The Dow Jones industrial average fell 41.38 points, or 0.37 percent, to end at 11,109.32. The Standard & Poor's 500 Index slipped 5.42 points, or 0.42 percent, to 1,294.83. The Nasdaq Composite Index declined 1.03 point, or 0.04 percent, to 2,339.79.
But all three major stock indexes had their best first quarter performance in at least four years, defying the dampening effect of continued interest-rate increases by the Fed.
Shares of ConocoPhillips (COP), the No. 3 U.S. oil company, and Exxon Mobil Corp. (XOM), the world's largest publicly traded oil company, along with Schlumberger Ltd., the world's largest oil field services company, were among the top drags on the S&P 500 Index.
Stocks initially rose in morning trading after a core inflation gauge for February and a Federal Reserve official's comments eased concerns about the outlook for interest rate increases.
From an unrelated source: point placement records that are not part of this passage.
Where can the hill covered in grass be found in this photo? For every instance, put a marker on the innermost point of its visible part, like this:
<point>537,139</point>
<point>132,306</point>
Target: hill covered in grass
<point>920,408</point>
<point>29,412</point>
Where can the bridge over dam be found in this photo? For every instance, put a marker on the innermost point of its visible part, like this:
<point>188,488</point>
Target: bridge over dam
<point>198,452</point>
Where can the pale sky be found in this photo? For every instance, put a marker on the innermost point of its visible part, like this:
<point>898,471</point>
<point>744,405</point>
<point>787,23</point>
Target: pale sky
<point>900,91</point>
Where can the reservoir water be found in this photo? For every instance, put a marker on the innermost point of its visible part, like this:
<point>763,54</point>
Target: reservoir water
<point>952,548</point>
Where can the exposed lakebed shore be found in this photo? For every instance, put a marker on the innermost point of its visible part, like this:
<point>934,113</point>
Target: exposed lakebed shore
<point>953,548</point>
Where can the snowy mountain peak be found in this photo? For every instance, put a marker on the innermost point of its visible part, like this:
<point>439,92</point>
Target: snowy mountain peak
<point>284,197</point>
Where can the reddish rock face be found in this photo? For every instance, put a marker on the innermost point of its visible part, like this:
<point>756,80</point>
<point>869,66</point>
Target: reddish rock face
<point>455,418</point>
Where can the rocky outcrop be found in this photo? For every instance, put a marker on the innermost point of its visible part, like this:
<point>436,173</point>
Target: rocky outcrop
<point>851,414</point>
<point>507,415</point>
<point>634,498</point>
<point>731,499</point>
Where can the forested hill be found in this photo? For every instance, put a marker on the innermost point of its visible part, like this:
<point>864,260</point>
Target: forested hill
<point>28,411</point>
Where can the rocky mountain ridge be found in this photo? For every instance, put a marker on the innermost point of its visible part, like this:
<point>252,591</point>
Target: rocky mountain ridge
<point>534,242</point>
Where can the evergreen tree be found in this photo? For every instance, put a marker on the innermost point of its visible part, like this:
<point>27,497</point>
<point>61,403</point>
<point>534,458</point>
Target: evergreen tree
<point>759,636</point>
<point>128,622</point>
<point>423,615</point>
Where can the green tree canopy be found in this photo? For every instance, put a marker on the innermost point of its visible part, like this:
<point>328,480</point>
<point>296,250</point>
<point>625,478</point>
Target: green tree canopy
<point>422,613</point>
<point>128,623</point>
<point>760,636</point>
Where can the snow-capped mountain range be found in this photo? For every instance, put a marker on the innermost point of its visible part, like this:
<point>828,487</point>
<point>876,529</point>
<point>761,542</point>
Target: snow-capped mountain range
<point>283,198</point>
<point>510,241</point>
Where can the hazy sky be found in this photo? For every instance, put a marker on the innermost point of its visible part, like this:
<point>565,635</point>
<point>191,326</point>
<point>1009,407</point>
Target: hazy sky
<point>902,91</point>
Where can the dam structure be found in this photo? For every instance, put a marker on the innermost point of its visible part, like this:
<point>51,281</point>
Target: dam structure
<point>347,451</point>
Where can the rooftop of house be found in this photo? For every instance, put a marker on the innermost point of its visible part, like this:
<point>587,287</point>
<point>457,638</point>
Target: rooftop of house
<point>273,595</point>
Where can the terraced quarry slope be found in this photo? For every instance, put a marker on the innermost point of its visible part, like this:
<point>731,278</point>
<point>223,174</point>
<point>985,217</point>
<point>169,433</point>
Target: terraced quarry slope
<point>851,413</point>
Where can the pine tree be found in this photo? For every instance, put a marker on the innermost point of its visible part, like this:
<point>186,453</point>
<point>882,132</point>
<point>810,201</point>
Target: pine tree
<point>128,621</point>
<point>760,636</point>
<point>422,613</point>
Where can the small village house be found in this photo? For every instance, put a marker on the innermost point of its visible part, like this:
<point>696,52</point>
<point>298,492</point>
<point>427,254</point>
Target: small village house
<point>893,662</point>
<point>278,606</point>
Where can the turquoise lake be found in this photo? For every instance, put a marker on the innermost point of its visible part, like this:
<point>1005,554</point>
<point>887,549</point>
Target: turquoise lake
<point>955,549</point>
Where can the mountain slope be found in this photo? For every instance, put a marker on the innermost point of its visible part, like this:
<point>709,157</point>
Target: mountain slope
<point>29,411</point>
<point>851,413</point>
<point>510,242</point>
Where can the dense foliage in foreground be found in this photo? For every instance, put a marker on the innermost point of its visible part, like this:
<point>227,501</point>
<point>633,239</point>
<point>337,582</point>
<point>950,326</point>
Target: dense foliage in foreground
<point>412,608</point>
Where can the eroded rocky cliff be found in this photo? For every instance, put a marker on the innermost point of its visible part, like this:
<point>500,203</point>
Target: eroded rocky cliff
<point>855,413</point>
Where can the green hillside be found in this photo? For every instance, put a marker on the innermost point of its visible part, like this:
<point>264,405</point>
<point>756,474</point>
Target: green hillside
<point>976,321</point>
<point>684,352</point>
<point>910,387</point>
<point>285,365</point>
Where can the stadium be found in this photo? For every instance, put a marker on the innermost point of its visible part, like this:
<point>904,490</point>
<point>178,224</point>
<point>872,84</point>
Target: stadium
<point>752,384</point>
Stronger-than-expected consumer sentiment data added to the optimistic mood.
"Considering the Fed has continued to signal that they're not finished raising interest rates, the market has done better than people would have expected in that environment," said John Forelli, senior vice president of Independence Investment LLC in Boston.
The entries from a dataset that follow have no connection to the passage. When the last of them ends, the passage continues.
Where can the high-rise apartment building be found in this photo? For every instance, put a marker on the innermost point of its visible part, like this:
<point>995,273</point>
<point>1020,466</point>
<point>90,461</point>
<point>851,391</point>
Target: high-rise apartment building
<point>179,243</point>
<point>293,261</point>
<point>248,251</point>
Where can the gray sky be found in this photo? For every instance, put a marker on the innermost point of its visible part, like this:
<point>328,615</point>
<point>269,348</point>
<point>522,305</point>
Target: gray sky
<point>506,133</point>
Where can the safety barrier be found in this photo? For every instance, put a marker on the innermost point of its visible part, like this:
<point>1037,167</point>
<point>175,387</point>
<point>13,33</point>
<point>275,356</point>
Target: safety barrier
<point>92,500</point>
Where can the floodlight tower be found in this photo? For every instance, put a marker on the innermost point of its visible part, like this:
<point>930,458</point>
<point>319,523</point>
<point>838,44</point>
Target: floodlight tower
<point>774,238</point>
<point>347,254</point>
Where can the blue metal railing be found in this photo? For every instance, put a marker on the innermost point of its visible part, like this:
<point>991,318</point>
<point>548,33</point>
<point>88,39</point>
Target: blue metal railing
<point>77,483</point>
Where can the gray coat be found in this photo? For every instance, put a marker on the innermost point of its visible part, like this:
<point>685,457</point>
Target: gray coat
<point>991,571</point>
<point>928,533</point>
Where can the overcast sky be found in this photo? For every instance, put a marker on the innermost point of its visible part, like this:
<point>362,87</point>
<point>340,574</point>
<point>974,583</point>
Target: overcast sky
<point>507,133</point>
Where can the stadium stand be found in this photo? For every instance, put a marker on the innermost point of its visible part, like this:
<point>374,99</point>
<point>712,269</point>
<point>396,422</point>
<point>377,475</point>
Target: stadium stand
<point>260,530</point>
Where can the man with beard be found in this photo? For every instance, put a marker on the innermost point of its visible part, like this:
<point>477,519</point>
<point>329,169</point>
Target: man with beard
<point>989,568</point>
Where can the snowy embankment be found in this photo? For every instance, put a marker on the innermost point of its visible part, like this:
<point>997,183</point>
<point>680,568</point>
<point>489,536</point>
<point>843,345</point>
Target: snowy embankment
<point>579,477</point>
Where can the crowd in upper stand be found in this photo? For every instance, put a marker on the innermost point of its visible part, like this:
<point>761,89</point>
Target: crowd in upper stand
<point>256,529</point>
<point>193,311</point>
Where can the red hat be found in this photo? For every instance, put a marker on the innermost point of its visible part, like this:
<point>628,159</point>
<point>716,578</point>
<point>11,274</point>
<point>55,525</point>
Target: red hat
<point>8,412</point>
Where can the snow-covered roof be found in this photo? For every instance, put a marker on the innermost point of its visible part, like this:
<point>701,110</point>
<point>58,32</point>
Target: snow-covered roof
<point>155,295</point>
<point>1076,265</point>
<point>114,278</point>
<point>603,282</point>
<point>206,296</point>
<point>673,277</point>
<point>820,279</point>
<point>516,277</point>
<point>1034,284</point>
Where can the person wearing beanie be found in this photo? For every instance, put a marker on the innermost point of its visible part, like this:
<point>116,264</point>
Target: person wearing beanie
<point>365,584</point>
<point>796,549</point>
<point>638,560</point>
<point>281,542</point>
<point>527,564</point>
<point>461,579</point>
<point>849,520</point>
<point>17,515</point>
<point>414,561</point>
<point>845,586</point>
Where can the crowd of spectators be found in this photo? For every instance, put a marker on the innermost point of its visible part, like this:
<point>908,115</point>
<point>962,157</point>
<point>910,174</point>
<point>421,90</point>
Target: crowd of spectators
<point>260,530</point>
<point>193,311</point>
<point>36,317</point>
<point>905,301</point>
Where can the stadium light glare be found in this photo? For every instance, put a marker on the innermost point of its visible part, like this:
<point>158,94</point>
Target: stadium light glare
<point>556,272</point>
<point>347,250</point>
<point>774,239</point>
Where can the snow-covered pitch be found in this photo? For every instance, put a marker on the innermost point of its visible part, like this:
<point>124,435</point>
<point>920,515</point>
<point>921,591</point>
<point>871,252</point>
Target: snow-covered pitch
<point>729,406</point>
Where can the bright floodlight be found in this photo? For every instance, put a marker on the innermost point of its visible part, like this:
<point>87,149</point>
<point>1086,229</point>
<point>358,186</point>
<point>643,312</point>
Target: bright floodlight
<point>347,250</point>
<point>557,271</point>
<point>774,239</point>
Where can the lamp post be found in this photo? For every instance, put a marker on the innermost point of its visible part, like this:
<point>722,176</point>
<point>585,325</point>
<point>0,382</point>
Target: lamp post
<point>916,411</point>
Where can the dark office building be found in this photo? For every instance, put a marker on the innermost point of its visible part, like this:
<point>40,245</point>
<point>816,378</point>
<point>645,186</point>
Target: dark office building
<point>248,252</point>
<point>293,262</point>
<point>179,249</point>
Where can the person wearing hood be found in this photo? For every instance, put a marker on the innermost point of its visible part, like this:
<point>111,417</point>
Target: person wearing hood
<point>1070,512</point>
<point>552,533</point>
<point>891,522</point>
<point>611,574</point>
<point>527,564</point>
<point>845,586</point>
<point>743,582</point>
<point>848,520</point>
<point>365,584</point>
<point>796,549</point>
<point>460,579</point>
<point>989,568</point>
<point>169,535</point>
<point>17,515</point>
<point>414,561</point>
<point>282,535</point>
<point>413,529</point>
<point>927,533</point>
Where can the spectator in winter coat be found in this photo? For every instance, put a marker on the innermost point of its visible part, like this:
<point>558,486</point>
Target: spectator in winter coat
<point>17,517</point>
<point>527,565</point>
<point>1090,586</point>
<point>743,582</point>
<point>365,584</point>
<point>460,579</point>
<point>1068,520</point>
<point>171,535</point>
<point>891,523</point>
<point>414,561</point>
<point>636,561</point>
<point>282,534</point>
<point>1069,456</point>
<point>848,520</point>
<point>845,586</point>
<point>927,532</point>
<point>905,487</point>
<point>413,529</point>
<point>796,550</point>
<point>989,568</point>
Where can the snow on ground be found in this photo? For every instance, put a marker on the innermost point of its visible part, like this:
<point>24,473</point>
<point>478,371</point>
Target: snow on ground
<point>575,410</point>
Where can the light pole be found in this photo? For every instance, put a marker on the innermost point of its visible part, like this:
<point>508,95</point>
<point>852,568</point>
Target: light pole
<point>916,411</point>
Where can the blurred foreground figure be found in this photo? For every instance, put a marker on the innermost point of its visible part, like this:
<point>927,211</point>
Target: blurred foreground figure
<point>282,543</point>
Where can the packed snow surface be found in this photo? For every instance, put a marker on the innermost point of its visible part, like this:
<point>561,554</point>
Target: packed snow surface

Despite the day's declines, the Dow industrials had their best first quarter since 2002. The S&P 500 had its biggest first-quarter gain since 1999 and the Nasdaq had its best quarter since the Internet bubble burst in 2000.
U.S. crude oil for May delivery dropped 52 cents to settle at $66.63 a barrel. Supply concerns in Iran and Nigeria have helped drive oil prices to nearly two-month highs this week.
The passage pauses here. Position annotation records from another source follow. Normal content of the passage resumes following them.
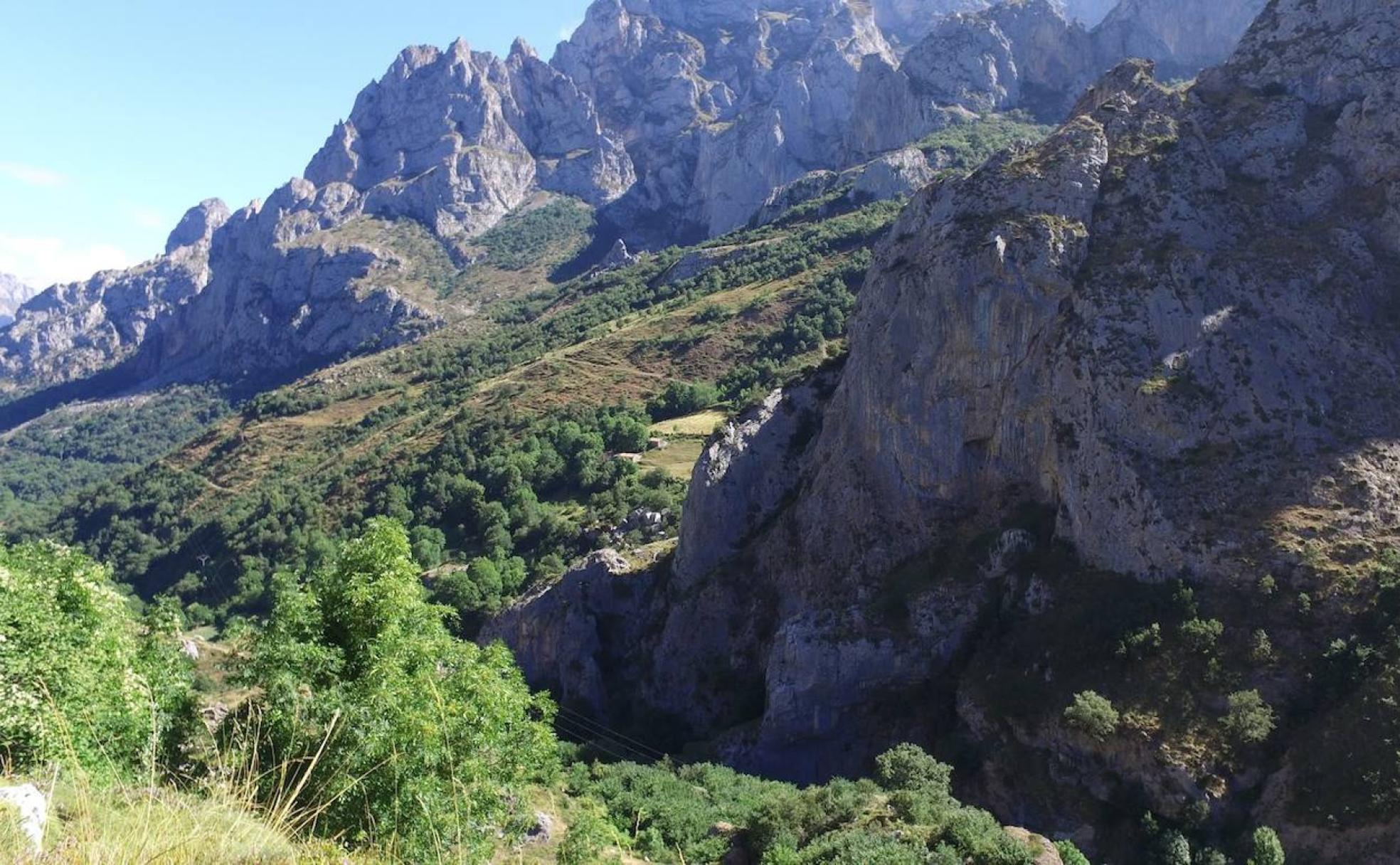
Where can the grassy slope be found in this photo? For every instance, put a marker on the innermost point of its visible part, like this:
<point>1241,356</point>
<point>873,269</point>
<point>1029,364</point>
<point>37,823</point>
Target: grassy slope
<point>312,454</point>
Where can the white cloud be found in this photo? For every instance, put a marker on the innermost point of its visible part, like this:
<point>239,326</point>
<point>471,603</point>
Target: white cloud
<point>31,175</point>
<point>43,260</point>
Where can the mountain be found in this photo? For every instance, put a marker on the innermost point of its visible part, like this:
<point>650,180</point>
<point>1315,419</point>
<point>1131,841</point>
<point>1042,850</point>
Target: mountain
<point>11,294</point>
<point>675,122</point>
<point>1118,430</point>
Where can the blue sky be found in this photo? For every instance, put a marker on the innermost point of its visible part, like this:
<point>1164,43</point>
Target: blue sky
<point>117,115</point>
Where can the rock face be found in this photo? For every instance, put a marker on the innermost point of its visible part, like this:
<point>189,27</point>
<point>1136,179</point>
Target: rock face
<point>72,331</point>
<point>1161,329</point>
<point>458,139</point>
<point>908,21</point>
<point>235,296</point>
<point>1038,55</point>
<point>13,293</point>
<point>1181,36</point>
<point>678,121</point>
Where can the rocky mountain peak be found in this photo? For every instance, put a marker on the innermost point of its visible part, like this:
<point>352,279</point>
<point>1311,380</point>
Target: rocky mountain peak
<point>198,224</point>
<point>13,294</point>
<point>1168,332</point>
<point>1182,36</point>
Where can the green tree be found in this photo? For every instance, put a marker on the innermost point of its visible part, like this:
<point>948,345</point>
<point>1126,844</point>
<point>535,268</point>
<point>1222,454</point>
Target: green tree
<point>1093,714</point>
<point>393,731</point>
<point>1268,850</point>
<point>1248,718</point>
<point>911,768</point>
<point>1070,854</point>
<point>82,681</point>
ConocoPhillips shares fell 2.1 percent, or $1.33, to $63.15, while Exxon Mobil lost 0.4 percent, or 26 cents, to $60.86 and Schlumberger's stock shed 1.3 percent, or $1.66, to $126.57. Chevron Corp. shares fell 0.9 percent, or 54 cents, to $57.97 on the New York Stock Exchange.
Oil's drop gave some relief to airline stocks, which were battered earlier in the week when crude rose above $67 a barrel. Shares of US Airways Group shot up 6.7 percent, or $2.51, to $40, while AMR Corp., the parent of American Airlines, rose 3.6 percent, or 94 cents, to $27.05. Continental Airlines advanced 3.3 percent, or 87 cents, to $26.90 in NYSE trading.
Pfizer Inc. (PFE) was the top decliner in the S&P. An analyst issued a report on Friday suggesting that Colgate Palmolive Co. (CL), which is looking at Pfizer's Listerine unit, will not buy the drug maker's entire consumer products business.
Shares of Pfizer fell 1.1 percent, or 28 cents, to $24.92.
Shares of H&R Block Inc. (HRB) slid after the No. 1 U.S. tax preparer restated its annual financial statements, reducing earnings to reflect corrections in reporting its income taxes. H&R Block shares were down 1.9 percent, or 42 cents, at $21.65 on the NYSE.
Thomas Hoenig, president of the Kansas City Federal Reserve Bank, said that U.S. interest rates had been raised to a "neutral" range. Neutral refers to a point where rates are neither hindering nor spurring economic growth.
The Commerce Department's personal income and spending data for February showed a slowdown in inflation, with the core personal consumption expenditure index rising in line with forecasts. A consumer sentiment index from the University of Michigan exceeded economists' expectations.
Google Inc. (GOOG) shares rose 0.4 percent, or $1.56, to end at $390 on Nasdaq before the Web search company's addition to the S&P 500 index after the closing bell.
Trading was active on the NYSE, with about 1.62 billion shares changing hands, slightly above last year's daily average of 1.61 billion, while on Nasdaq, about 1.94 billion shares traded, above last year's daily average of 1.80 billion.
Advancing stocks outnumbered declining ones by a ratio of 11 to 10 on the NYSE while on the Nasdaq, gainers beat losers by almost 8 to 5.